Fry plunked down on the edge of her bed and stretched out her legs. “Four weeks,” her freckled hands signed. “Four more weeks, and Colin and I will be married.”

“You look so far away,” Fry signed to Grania.

They were sitting side by side on a mound in the orchard, up behind the farm buildings. Asparagus grew wild beneath the apple trees, which were in full blossom. Grania marvelled at the rows of trees and their geometric pattern; she could look around her from any spot and no matter in which direction—ahead, behind, diagonally—the lines of trees, like spokes from a hub, were exactly straight, whether the ground beneath them was uneven or flat. Every tree had the same distance between it and the next, on all sides, allowing for sunshine and growth.

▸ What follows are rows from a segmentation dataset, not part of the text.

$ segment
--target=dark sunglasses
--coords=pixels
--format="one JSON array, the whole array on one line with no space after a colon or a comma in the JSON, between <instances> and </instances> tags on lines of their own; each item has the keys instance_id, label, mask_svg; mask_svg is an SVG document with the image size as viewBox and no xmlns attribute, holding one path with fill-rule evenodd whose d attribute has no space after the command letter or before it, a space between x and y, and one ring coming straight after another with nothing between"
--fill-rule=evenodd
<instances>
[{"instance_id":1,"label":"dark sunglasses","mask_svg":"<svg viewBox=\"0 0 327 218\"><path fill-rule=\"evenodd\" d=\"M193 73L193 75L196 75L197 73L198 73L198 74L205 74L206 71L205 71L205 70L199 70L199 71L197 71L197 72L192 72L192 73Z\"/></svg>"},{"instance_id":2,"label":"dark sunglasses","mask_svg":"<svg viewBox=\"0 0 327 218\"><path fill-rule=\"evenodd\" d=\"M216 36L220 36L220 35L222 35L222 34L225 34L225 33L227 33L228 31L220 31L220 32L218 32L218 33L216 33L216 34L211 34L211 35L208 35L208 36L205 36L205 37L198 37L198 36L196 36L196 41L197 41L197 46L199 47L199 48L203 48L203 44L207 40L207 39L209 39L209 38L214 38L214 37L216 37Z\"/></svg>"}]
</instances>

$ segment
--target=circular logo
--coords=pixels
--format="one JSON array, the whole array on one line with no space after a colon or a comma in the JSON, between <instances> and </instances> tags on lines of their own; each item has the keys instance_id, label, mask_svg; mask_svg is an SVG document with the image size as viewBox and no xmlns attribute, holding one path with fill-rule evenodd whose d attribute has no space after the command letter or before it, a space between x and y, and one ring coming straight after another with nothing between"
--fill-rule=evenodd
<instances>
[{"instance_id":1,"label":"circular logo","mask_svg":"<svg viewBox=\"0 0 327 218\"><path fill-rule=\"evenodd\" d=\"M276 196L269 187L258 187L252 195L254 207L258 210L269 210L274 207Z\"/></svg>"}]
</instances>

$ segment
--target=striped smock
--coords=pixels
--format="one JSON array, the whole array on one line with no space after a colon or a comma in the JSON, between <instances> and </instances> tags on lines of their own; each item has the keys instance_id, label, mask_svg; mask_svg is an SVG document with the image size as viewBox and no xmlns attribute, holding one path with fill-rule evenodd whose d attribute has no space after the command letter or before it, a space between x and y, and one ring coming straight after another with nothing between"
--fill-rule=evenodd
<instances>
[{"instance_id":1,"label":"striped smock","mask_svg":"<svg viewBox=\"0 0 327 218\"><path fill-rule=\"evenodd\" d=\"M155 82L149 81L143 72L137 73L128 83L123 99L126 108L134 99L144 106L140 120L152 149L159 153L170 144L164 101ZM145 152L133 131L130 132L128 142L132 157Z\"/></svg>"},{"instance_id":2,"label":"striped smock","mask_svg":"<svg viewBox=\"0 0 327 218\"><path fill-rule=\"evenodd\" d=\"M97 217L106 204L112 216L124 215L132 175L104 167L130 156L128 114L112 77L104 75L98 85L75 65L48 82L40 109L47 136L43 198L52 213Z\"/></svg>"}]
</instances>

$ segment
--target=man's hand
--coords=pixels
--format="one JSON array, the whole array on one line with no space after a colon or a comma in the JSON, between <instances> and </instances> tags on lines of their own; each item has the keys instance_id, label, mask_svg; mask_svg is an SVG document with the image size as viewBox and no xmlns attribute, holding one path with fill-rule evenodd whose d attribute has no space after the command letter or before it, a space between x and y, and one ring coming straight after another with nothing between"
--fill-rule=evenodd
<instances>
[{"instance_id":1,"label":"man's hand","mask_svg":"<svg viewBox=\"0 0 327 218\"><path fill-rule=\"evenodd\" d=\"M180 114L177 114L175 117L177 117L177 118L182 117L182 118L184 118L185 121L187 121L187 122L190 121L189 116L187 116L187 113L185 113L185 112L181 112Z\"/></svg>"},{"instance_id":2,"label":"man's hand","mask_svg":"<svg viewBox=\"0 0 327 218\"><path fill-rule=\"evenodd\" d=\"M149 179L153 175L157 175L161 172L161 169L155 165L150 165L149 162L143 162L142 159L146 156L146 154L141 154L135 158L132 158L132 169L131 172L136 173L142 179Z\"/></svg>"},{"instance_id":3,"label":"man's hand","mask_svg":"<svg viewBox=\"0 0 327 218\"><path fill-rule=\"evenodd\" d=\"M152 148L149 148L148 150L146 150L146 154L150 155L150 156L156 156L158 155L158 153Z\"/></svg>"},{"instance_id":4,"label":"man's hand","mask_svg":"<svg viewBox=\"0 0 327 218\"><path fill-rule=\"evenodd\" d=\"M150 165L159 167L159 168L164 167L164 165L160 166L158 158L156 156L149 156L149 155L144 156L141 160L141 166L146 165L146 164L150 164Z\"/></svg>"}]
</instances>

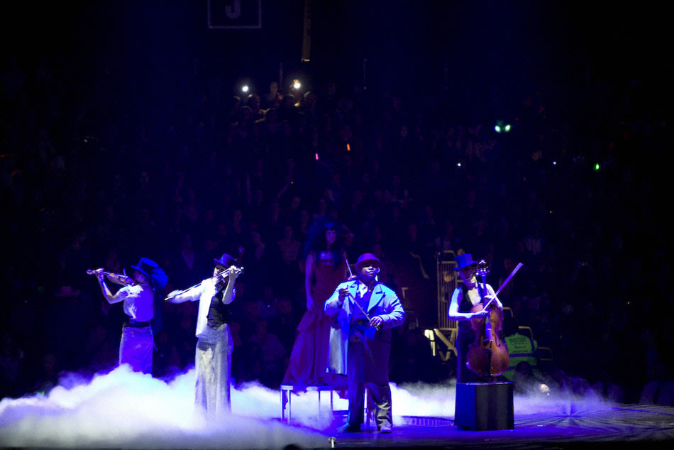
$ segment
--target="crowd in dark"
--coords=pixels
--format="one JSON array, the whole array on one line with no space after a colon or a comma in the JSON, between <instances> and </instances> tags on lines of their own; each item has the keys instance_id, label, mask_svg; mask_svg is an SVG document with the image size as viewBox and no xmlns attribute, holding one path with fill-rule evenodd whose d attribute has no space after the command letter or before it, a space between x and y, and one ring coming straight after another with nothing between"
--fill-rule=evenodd
<instances>
[{"instance_id":1,"label":"crowd in dark","mask_svg":"<svg viewBox=\"0 0 674 450\"><path fill-rule=\"evenodd\" d=\"M671 378L658 282L669 238L657 185L631 161L671 136L634 86L585 86L573 111L532 87L497 118L457 110L439 89L324 79L237 96L206 66L144 77L149 91L110 61L4 66L1 396L115 366L124 314L87 269L148 257L167 292L208 278L224 252L245 268L233 376L277 387L305 308L304 246L324 219L341 225L352 263L371 252L389 264L394 289L404 275L435 292L443 251L487 260L495 286L523 263L499 297L552 349L560 384L580 377L636 402ZM392 381L451 376L423 334L436 302L397 329ZM193 364L194 307L162 306L155 376Z\"/></svg>"}]
</instances>

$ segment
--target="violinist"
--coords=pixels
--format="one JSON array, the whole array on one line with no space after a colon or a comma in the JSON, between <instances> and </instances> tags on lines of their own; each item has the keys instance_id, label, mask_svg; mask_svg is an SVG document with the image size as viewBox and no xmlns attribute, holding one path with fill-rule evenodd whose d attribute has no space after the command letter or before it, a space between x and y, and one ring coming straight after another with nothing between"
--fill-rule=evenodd
<instances>
[{"instance_id":1,"label":"violinist","mask_svg":"<svg viewBox=\"0 0 674 450\"><path fill-rule=\"evenodd\" d=\"M152 373L152 353L155 348L152 324L155 315L155 297L168 281L168 277L159 265L147 258L131 266L133 277L106 273L103 269L89 270L98 280L103 297L109 303L124 302L124 312L128 320L122 327L119 343L119 363L131 365L136 372ZM112 294L105 280L126 285Z\"/></svg>"},{"instance_id":2,"label":"violinist","mask_svg":"<svg viewBox=\"0 0 674 450\"><path fill-rule=\"evenodd\" d=\"M470 253L464 253L456 257L456 267L459 278L463 282L454 290L449 304L450 320L460 321L458 334L456 336L456 382L470 383L476 380L475 373L466 366L467 356L470 345L475 341L475 331L471 321L488 317L489 310L475 307L480 304L486 304L493 299L494 307L503 309L503 305L495 296L494 289L485 283L486 292L482 292L482 286L478 285L475 276L477 262L473 260ZM471 309L474 312L471 312Z\"/></svg>"},{"instance_id":3,"label":"violinist","mask_svg":"<svg viewBox=\"0 0 674 450\"><path fill-rule=\"evenodd\" d=\"M227 305L234 300L234 283L243 270L227 253L213 261L212 278L185 290L173 291L165 299L171 303L199 300L194 401L211 418L231 412L230 386L234 346L227 323Z\"/></svg>"},{"instance_id":4,"label":"violinist","mask_svg":"<svg viewBox=\"0 0 674 450\"><path fill-rule=\"evenodd\" d=\"M402 325L407 314L395 292L377 280L380 264L372 253L361 255L355 263L355 279L337 286L324 305L327 315L336 316L328 368L346 374L348 383L348 417L341 432L360 432L365 388L375 404L377 429L392 432L391 329Z\"/></svg>"}]
</instances>

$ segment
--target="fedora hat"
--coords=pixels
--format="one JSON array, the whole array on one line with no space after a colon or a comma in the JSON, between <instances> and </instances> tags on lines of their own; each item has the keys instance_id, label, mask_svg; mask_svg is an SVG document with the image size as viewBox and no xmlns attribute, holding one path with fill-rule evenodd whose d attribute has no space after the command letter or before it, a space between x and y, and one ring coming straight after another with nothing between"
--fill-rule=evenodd
<instances>
[{"instance_id":1,"label":"fedora hat","mask_svg":"<svg viewBox=\"0 0 674 450\"><path fill-rule=\"evenodd\" d=\"M477 261L473 260L473 256L470 255L470 253L459 255L454 260L456 261L456 267L454 268L455 270L460 270L470 265L477 265Z\"/></svg>"},{"instance_id":2,"label":"fedora hat","mask_svg":"<svg viewBox=\"0 0 674 450\"><path fill-rule=\"evenodd\" d=\"M355 271L360 271L360 269L366 265L379 267L381 263L379 258L372 253L363 253L358 256L358 260L355 263Z\"/></svg>"},{"instance_id":3,"label":"fedora hat","mask_svg":"<svg viewBox=\"0 0 674 450\"><path fill-rule=\"evenodd\" d=\"M228 253L223 253L220 259L214 258L213 263L216 265L221 265L224 268L231 267L236 264L236 260Z\"/></svg>"},{"instance_id":4,"label":"fedora hat","mask_svg":"<svg viewBox=\"0 0 674 450\"><path fill-rule=\"evenodd\" d=\"M138 270L146 277L151 277L150 273L155 269L159 268L159 265L149 258L141 258L138 263L132 265L131 268Z\"/></svg>"}]
</instances>

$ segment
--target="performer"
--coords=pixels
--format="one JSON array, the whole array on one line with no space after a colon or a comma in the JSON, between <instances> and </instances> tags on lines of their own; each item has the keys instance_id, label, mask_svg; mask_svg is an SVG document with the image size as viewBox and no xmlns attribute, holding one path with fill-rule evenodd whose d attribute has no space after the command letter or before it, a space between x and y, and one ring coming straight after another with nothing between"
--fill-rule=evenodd
<instances>
[{"instance_id":1,"label":"performer","mask_svg":"<svg viewBox=\"0 0 674 450\"><path fill-rule=\"evenodd\" d=\"M337 229L333 222L317 222L307 241L304 274L306 312L297 326L299 333L292 346L283 384L333 384L326 369L333 319L325 314L323 304L338 285L348 277L346 253L338 241Z\"/></svg>"},{"instance_id":2,"label":"performer","mask_svg":"<svg viewBox=\"0 0 674 450\"><path fill-rule=\"evenodd\" d=\"M160 295L159 291L166 286L168 277L157 263L147 258L141 258L136 265L133 265L133 278L126 281L126 277L115 275L117 282L127 284L114 295L105 283L106 275L103 269L91 270L96 275L109 303L124 302L124 312L128 321L122 327L121 341L119 343L119 363L131 365L133 371L143 373L152 373L152 353L155 348L153 338L152 319L155 315L154 303ZM113 278L113 279L115 279ZM120 282L118 280L121 279Z\"/></svg>"},{"instance_id":3,"label":"performer","mask_svg":"<svg viewBox=\"0 0 674 450\"><path fill-rule=\"evenodd\" d=\"M325 302L326 314L337 315L328 368L346 373L348 382L348 419L341 431L360 429L366 386L380 432L390 433L393 424L388 368L391 329L401 325L407 314L395 292L377 280L380 263L372 253L361 255L355 280L340 284Z\"/></svg>"},{"instance_id":4,"label":"performer","mask_svg":"<svg viewBox=\"0 0 674 450\"><path fill-rule=\"evenodd\" d=\"M456 287L452 293L452 300L449 304L448 315L450 320L458 320L458 333L456 336L456 382L470 383L477 380L477 375L466 367L466 357L470 345L475 342L475 334L473 329L470 321L479 317L487 317L488 310L483 309L479 312L470 312L475 305L482 302L489 302L494 299L494 303L503 309L503 305L496 297L494 289L487 285L487 295L480 295L478 290L477 280L475 273L477 270L477 263L473 260L470 253L459 255L455 258L456 267L454 270L458 272L459 277L463 282Z\"/></svg>"},{"instance_id":5,"label":"performer","mask_svg":"<svg viewBox=\"0 0 674 450\"><path fill-rule=\"evenodd\" d=\"M209 417L231 412L230 385L234 346L227 323L226 305L236 295L234 282L243 270L227 253L213 261L212 278L185 290L173 291L166 297L171 303L199 300L194 400Z\"/></svg>"}]
</instances>

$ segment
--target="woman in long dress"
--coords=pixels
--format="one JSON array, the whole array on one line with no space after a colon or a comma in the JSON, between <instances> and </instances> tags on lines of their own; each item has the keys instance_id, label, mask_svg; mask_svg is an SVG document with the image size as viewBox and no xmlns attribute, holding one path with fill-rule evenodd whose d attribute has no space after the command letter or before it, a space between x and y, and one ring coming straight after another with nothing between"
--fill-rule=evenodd
<instances>
[{"instance_id":1,"label":"woman in long dress","mask_svg":"<svg viewBox=\"0 0 674 450\"><path fill-rule=\"evenodd\" d=\"M346 253L338 239L337 229L333 222L319 222L307 239L304 275L306 312L297 326L299 333L283 384L333 384L332 375L326 369L330 326L334 317L326 315L323 304L348 277Z\"/></svg>"}]
</instances>

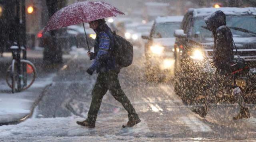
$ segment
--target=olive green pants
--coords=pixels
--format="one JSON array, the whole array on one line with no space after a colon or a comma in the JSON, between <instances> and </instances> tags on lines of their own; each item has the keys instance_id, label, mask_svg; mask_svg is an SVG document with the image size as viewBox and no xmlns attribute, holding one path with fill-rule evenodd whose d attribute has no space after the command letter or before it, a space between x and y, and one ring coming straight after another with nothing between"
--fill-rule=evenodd
<instances>
[{"instance_id":1,"label":"olive green pants","mask_svg":"<svg viewBox=\"0 0 256 142\"><path fill-rule=\"evenodd\" d=\"M108 90L114 98L122 103L127 111L129 120L136 119L138 117L129 99L121 89L118 79L118 74L120 71L119 70L112 70L99 74L92 93L92 100L86 119L88 122L95 123L96 121L102 99Z\"/></svg>"}]
</instances>

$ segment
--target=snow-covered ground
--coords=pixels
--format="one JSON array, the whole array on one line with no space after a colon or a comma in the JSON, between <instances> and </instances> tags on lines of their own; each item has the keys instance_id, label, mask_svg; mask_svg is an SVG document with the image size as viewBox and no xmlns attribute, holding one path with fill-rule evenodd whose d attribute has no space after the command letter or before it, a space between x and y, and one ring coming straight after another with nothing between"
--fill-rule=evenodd
<instances>
[{"instance_id":1,"label":"snow-covered ground","mask_svg":"<svg viewBox=\"0 0 256 142\"><path fill-rule=\"evenodd\" d=\"M50 84L55 74L50 74L45 78L38 79L28 89L12 94L0 94L0 123L19 121L30 115L35 102L39 99L40 95L46 86ZM4 88L10 89L7 88ZM3 88L1 88L1 89Z\"/></svg>"}]
</instances>

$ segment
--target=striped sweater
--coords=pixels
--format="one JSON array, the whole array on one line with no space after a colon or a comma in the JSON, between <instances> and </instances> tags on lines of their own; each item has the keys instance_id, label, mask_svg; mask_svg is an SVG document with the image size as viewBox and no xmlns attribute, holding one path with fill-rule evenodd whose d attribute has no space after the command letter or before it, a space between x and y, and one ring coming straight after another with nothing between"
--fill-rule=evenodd
<instances>
[{"instance_id":1,"label":"striped sweater","mask_svg":"<svg viewBox=\"0 0 256 142\"><path fill-rule=\"evenodd\" d=\"M90 69L93 72L97 70L98 72L100 71L103 72L108 70L115 68L114 60L113 59L108 58L105 59L108 60L105 61L107 64L105 64L105 66L103 66L103 65L101 64L100 60L104 56L108 55L109 49L110 47L110 40L109 36L105 32L101 31L97 35L97 41L98 44L98 49L96 55L94 58L94 59L92 62ZM96 49L94 49L94 50Z\"/></svg>"}]
</instances>

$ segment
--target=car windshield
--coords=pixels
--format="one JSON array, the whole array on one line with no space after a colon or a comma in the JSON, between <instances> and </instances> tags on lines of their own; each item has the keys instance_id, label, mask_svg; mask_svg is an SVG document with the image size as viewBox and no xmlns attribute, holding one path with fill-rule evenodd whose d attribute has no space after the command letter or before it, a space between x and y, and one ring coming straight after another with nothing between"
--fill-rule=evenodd
<instances>
[{"instance_id":1,"label":"car windshield","mask_svg":"<svg viewBox=\"0 0 256 142\"><path fill-rule=\"evenodd\" d=\"M200 38L212 37L212 32L206 29L206 25L204 20L204 17L200 17L195 19L192 34L194 37ZM255 25L256 24L256 17L252 16L227 16L227 25L229 27L235 27L246 29L254 33L256 32ZM246 22L244 22L246 21ZM253 35L234 29L231 29L234 37L251 37Z\"/></svg>"},{"instance_id":2,"label":"car windshield","mask_svg":"<svg viewBox=\"0 0 256 142\"><path fill-rule=\"evenodd\" d=\"M174 31L180 29L180 22L156 23L153 28L152 36L154 38L173 37Z\"/></svg>"}]
</instances>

The ground was still warm from the day’s sun, the air heavy with fragrance. The aroma that enveloped the two friends varied with the shifting breeze—sometimes strong, sometimes faint. It was the strength of this aroma that told Grania when to look up at the leaves to detect the activity of the breeze. The slow, purposeful flights of the bees had diminished in the past few moments; the sun was about to set. Far off, three flattened clouds drifted over the bay. It was a place of such peace, Grania wished she could sit here forever. She inhaled the scent deeply and thought of Mamo and her Canada Bouquet, and she tried not to be homesick. Soon, she would be back with her family in Deseronto for the summer. Jim had promised to visit as often as he could. She missed him now, though it had been only three days since he’d last been at the school hospital with Dr. Whalen. Next weekend, they were to go on a picnic with Colin and
Fry, in Jones Woods near the bay. Grania and Fry had already made plans for the food they would take.

“I am far away,” Grania replied to her friend. “But I like coming to the orchard. I never get tired of it.” Her right hand was undulating. “You know, when I look at clouds drifting, I think
song.
Or maybe
music.
Problem is, I don’t know what goes with the words. Mamo told me she always sang one song that I liked when I was small. Before I was deaf.”

“The hearing,” Fry said, “when they meet us, they always ask the same.
Do you miss music? Do you miss the songs of the birds?
As if nothing is worse.”

“Music and birds are important to the hearing.”

“When I’m in a bad mood I say, ‘How can I miss what I don’t know? So what if I can’t hear birds. I can see them.’”

Grania had never tried to explain to Fry that she believed, or imagined she believed, that music and song were everywhere. Not only in clouds but in flights of birds, in oak leaves that brushed the dorm window, in the children’s legs as they raced across the lawns. “It’s silly, isn’t it,” she signed. “My memory of sound is gone for all those years—fourteen years—but I feel as if my brain remembers music.”